Miki was a prolific academic and social critic of his time. He also had tense relations with both Japanese Marxism and the Imperial government at various stages of his career.[3]


Miki was born on January 5, 1897 in Isseimura, Hyōgo (now part of Tatsuno, Hyōgo).[4][5] He was the eldest son of Miki Eikichi, a farmer, and his wife Shin, and was raised a devout Pure Land Buddhist.[4][6] In 1910, Miki entered secondary school and went on to excell in various oratory competitions. He was admitted into the First Higher School in September 1914, where in his third year he formed a society for reading philosophical texts in Japanese. The works of Nishida Kitarō and Abe Jirō had strong influence on his choice to pursue studies in philosophy. In 1917 he met with Nishida and the following September registed in the Philosophy Department of the Faculty of Literature of Kyoto Imperial University. He began studying under Nishida and Hatano Seiichi, then in 1918 also under Tanabe Hajime. Miki wrote a wealth of poetry during this time. After graduating in 1920, Miki spent three months training in the Japanese Imperial Army, 10th Infantry Division, before returning to Kyoto Imperial University as a graduate student.[4][7] While studying philosophy of history he began working as a lecturer at Ryūkoku University and Ōtani University.[4]

In 1922 he travelled to Germany on scholarship where he studied under Heinrich Rickert in Heidelberg. Miki was in contact with over fifteen other Japanese students during his stay, including Hani Gorō, Abe Jirō, Amano Teiyū and Kuki Shūzō. In 1923 he moved to Marburg to study under Martin Heidegger, where he studied the works of Aristotle, Friedrich Schlegel, Alexander von Humboldt, Wilhelm Dilthey, Friedrich Nietzsche and Søren Kierkegaard, among others. In 1924, Miki moved again to Paris, France where he studied the works of Henri Poincaré, Hippolyte Taine, Ernest Renan and Blaise Pascal.[8]

Miki became a contentious figure upon his return to Japan for his outspokenness and outgoing lifestyle,[citation needed] as well as for a controversial involvement with a widowed older woman.[5] In 1927 he was denied a senior position at Kyoto University and was instead granted professorship at Hōsei University in Tokyo.[8] During this time, Miki promptly engaged with Marxist theory and developed a substantial influence over Japanese workers' movements, though did not have communist leanings.[9][10] He was critical of Marxist views on religion and its limited scope of natural philosophy in modern natural science.[9] In 1928, he was engaged to Tobata Kimiko and the following year they married.[8]

Trouble befell him when money he lent to a friend was used, unbeknown to Miki, to make illegal donations to the Japanese Communist Party. Being implicated in the development, Miki was arrested in January 1930 and held for six months, leading him to resign his post as professor.
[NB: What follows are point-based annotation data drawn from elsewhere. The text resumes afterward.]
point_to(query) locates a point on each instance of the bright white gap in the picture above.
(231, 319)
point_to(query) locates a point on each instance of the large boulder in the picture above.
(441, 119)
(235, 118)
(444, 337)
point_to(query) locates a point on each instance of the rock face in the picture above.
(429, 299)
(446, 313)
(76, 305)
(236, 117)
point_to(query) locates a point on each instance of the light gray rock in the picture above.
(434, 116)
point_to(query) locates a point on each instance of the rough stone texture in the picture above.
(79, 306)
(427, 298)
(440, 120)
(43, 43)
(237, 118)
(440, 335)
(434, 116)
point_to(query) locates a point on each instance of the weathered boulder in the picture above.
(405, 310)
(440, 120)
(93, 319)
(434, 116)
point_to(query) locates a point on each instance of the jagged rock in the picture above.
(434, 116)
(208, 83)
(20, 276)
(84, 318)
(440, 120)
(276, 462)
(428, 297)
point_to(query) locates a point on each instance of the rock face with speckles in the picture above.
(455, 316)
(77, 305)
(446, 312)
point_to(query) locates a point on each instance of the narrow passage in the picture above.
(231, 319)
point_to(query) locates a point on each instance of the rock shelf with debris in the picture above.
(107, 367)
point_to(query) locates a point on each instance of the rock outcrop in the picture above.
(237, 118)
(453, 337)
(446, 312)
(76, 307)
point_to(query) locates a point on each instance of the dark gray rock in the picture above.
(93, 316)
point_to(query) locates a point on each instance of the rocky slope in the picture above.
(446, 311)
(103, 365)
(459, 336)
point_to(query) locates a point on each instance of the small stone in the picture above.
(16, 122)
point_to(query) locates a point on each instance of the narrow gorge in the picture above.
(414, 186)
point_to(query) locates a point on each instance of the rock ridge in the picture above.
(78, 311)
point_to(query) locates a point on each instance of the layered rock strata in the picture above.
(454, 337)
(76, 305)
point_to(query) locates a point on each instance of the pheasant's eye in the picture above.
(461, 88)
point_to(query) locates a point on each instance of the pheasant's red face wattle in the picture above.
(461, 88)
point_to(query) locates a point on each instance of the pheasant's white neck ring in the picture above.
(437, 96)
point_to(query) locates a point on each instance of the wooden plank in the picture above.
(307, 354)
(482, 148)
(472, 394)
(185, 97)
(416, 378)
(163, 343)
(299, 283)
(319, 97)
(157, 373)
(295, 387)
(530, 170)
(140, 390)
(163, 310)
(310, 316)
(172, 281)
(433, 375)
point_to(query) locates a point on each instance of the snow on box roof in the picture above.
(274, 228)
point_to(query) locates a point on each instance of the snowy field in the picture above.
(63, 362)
The following November, three months after the birth of his eldest daughter, he was sentenced to one year imprisonment but had the sentence deferred.[11] The same year, members of the Puroretaria Kagaku Kenkyūjo (Proletariat Science Research Institute), including Hattori Shisō, decried Miki's academic works after which he sought to further distance himself from Marxism.[12] While he remained in touch with his mentor, Nishida, and other members of the Kyoto School, he worked outside mainstream academia, producing popular writings aimed at a wide audience.[citation needed] In 1931, Miki was appointed as a Japanese representative of the International Hegel League. He became a staunch proponent of academic freedom after raising earnest criticisms of Nazi Germany and Japanese militarism.[11] One or more of his works were banned by the government during this time.[11]

Throughout the mid-1930s Miki regained his academic standing, forming strong collaborations with his contemporaries. Most notably he became closely associated with Jun Tosaka, a fellow student of Nishida, and remained in close contact with their mutual teacher.[13] He wrote articles for a conservative newspaper, Yomiuri Shimbun, providing commentary on issues of the day. In 1936 his first wife died, after which he would remain unmarried for three years.[11] In the late 1930s he was employed by the Japanese government to give a series of lectures in China and Manchuria.[13] His firm belief that philosophy should lead politics encouraged the political activism of fellow intellectuals, and when offered in 1937,[under discussion] he eagerly accepted the opportunity to head the cultural division of the Shōwa Kenkyūkai (Shōwa Research Association), the brain trust of Prince Konoe Fumimaro's Shintaisei (New Order Movement). During this time Miki conceptualized the Greater East Asian Co-Prosperity Sphere though felt deeply betrayed by the Imperial Japanese Army's misuse of the doctrine, employing it in justifying aggressive expansion in China and Southeast Asia. Following the collapse of the Shōwa Kenkyūkai in 1940, Miki became isolated and depressed. During this time he continued to collaborate with fellow academics and members of the newly formed Kokumin Gakujutsu Kyōkai (Civilian Academic Society). In 1942 he served one year in the Imperial Army as a military journalist deployed in the Philippines.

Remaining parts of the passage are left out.